My IDE will also let you permanently silence warnings that you've already
"signed off on" .... and until the associated source code line changes
again, you'll never see that warning on that line.
But writing to the contents of a pointer to a literal is intentionally
undefined, because there is no guarantee that literals were stored in
writeable memory.
Oh! I misunderstood what you were saying.
I don't see this as undefined behavior. The string literal only conveyed
information at compile time, unless it was used in an expression, at which
case it should not be undefined behavior, but rather it should signal a fault
(on those machines which can signal a fault) and simply conduct the write on
those machines that do not have protected memory and therefore cannot isolate
the inappropriate writes from the appropriate ones.
void foo(char* p)
{
p[0] = '5';
}
char data1[] = "Hi, mom!";
const char data2[] = "Hi, mom!";
int main(int argc, char* argv[])
{
foo("Hi, mom!");
}
Use of the string literal foo("Hi, mom!") should signal a fault.
Use of the string literal used to populate data1 should work fine.
Use of the string literal used to populate data2 should signal a fault.
It is not the string literal that will ever change. It is the thing that
it is populated into.
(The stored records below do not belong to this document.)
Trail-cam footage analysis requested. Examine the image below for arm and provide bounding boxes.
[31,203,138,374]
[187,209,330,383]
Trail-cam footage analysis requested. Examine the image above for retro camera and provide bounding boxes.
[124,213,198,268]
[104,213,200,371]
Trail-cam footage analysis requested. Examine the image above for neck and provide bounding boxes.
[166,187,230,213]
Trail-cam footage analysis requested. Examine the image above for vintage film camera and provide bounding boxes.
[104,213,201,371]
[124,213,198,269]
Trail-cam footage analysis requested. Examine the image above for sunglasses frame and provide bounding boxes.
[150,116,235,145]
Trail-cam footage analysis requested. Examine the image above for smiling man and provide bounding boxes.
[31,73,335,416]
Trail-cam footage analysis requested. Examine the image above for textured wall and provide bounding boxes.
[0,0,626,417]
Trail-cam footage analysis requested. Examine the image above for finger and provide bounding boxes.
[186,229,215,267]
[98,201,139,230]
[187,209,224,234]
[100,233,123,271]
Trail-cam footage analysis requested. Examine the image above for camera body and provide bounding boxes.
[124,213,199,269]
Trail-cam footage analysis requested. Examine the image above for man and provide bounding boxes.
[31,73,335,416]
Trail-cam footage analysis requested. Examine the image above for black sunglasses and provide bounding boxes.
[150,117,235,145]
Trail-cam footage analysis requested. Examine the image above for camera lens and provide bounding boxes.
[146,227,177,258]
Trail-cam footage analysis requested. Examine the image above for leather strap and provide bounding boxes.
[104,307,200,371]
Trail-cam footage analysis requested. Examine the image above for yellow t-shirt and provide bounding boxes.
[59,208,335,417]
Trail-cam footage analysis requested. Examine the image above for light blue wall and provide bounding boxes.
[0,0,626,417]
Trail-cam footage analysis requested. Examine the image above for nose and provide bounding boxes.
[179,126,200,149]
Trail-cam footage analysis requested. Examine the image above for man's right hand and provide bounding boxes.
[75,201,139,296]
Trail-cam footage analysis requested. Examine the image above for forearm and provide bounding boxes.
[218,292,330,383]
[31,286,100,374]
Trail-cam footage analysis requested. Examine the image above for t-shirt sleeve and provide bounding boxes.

In the case of foo("Hi, mom!") it will have created
an externally unnamed variable in memory somewhere. On machines which have
read-only and read-write memory, it will have gone to read-only. On other
machines it will have gone to read-write memory. In any event, at that
point the string literal no longer exists, but rather the memory location
the compiler assigned for it does exist.
It should not be undefined behavior, but rather defined. There may need to
be exceptions of unimplemented features on certain architectures which cannot
support fault signaling, for example, but the behavior should be defined.